Sin embargo, son visibles los hechos y es importante aprender a relacionarlos. Conocemos pocas instituciones que perduran a lo largo de los siglos. Una de ellas es la Iglesia y sabemos que su objetivo histórico no se ha modificado en el transcurso de los siglos. De la misma manera, existen instituciones cuyo objetivo sigue siendo cubrir la finalidad para la que fueron creadas, aunque deben transmutarse a otras instituciones. Su capacidad de infiltración es poderosísima y tienen el poder de viciar cuanto tocan.

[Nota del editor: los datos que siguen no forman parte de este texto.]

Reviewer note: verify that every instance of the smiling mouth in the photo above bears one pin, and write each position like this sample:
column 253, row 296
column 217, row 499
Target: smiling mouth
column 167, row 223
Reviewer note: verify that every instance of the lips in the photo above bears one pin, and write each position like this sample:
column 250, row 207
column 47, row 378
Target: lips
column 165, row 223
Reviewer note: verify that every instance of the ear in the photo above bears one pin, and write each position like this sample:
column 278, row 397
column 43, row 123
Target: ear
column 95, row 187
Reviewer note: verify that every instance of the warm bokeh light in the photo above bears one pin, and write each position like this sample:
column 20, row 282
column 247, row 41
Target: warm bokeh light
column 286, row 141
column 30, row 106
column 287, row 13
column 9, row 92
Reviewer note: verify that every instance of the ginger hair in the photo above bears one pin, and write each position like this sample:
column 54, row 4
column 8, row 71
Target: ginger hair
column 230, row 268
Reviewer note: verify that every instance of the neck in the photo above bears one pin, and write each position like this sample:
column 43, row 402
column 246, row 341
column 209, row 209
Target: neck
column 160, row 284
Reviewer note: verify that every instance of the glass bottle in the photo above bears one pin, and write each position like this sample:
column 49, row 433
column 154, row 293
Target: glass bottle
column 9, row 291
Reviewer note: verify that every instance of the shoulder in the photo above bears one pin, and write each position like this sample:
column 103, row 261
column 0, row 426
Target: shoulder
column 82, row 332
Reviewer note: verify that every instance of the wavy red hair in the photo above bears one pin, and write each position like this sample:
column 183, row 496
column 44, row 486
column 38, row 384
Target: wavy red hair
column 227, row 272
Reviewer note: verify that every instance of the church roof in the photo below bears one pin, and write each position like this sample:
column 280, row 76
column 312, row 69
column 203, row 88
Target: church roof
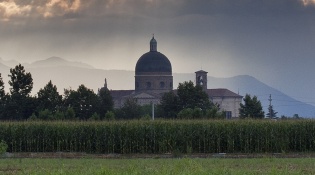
column 153, row 61
column 222, row 93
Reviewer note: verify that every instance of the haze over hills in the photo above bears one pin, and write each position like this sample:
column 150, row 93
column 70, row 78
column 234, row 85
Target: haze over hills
column 56, row 62
column 65, row 74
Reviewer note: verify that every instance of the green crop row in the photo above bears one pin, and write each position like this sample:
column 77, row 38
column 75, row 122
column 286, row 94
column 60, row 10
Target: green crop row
column 241, row 136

TODO CAMBIA PARA QUE NADA CAMBIE

En el aspecto práctico inmediato tenemos numerosos ejemplos. Personajes políticos que dicen representar una cosa y defienden otra, tránsfugas que poco a poco merecen el calificativo de «oportunistas» y aun de «traidores». Partidos políticos que se descomponen en la inoperancia y en la corrupción. Movimientos ideológicos que pretenden ser una cosa y son la contraria. El «progresismo» moderno que reclama el monopolio de la defensa de la ciudadanía, cuando en realidad está dirigido para hacer simulacros de cambio, «para fingir que las cosas cambian, como estrategia para que no cambien». El «baile de los malditos» que siembran la confusión y saben que la mejor manera de lograrlo es ocupar el lugar del enemigo para que éste carezca de entidad.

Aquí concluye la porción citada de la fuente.